First data collected using the technology, common in onshore wind but only recently being piloted on offshore wind farms, is said by the so-called Vamos consortium leader Stuttgart Wind Energy to be “very promising”, with a winter measurement campaign expect to “shed more light on the value of LiDAR on floating wind turbines”.

The Lidar, which uses light detection and ranging technology to shoot a laser beam into the sky to gauge wind flow by reading the way it “scatters” in the atmospheric particles, will inform projects on the validation of simulation tools, real-time wind data processing and advanced controller design, with an eye on developing lighter-weight and lower-cost floating turbine designs.

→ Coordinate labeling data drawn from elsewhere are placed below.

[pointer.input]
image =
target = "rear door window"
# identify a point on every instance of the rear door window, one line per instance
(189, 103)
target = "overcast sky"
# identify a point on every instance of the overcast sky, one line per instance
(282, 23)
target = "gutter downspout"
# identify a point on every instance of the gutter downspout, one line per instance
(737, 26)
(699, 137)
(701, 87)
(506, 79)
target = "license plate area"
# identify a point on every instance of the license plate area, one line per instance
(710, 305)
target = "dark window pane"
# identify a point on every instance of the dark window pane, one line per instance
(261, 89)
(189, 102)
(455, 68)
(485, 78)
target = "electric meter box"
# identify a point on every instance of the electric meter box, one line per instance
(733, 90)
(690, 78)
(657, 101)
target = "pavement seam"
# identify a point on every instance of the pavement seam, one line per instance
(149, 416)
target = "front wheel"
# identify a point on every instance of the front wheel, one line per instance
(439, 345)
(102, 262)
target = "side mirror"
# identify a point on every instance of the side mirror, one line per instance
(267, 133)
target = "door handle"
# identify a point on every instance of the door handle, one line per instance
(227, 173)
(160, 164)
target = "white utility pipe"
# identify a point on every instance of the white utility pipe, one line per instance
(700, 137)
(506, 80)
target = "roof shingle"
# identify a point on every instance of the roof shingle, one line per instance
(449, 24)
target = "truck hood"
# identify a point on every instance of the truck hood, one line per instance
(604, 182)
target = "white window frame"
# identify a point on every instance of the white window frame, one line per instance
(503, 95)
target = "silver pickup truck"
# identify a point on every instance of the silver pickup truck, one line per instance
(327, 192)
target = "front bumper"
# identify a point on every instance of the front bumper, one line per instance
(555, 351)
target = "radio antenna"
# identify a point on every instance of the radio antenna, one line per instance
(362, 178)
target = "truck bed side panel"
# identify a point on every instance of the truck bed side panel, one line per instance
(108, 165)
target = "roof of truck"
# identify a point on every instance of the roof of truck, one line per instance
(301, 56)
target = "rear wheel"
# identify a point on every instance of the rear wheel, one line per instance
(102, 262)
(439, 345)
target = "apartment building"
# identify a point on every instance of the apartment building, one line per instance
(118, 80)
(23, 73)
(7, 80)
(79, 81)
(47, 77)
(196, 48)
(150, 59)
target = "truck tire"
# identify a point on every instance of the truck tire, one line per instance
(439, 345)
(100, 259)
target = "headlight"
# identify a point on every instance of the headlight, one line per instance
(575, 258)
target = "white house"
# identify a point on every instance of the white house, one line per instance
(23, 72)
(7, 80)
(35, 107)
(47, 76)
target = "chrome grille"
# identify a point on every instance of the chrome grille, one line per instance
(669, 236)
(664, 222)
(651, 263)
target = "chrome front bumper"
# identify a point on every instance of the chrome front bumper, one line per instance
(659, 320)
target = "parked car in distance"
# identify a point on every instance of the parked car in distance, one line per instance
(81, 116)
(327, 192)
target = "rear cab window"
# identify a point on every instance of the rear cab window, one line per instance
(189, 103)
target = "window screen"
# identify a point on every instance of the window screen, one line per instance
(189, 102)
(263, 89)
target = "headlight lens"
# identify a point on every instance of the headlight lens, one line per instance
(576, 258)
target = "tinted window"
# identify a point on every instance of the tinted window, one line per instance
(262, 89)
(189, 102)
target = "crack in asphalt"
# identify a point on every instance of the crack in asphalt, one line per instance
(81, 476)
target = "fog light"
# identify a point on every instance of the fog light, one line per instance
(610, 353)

For the Vamos (validation, measurement and optimisation) project, funded by the German Federal Ministry for Economic Affairs & Energy and supported by the EU’s Marinet2 H2020 programme, two wind Lidar systems will be installed on the full-scale demonstrator, made up of a genericised 2MW Vestas turbine and a ‘damping pool’ platform design developed by Ideol, for a six-month measurement at the Sem-Rev test site off western France.

The Ideol floating wind platform has seen installation off Japan as well as France, with expectations the concept will be among the three leading design for the coming wave of projects off Europe, Asia and the US.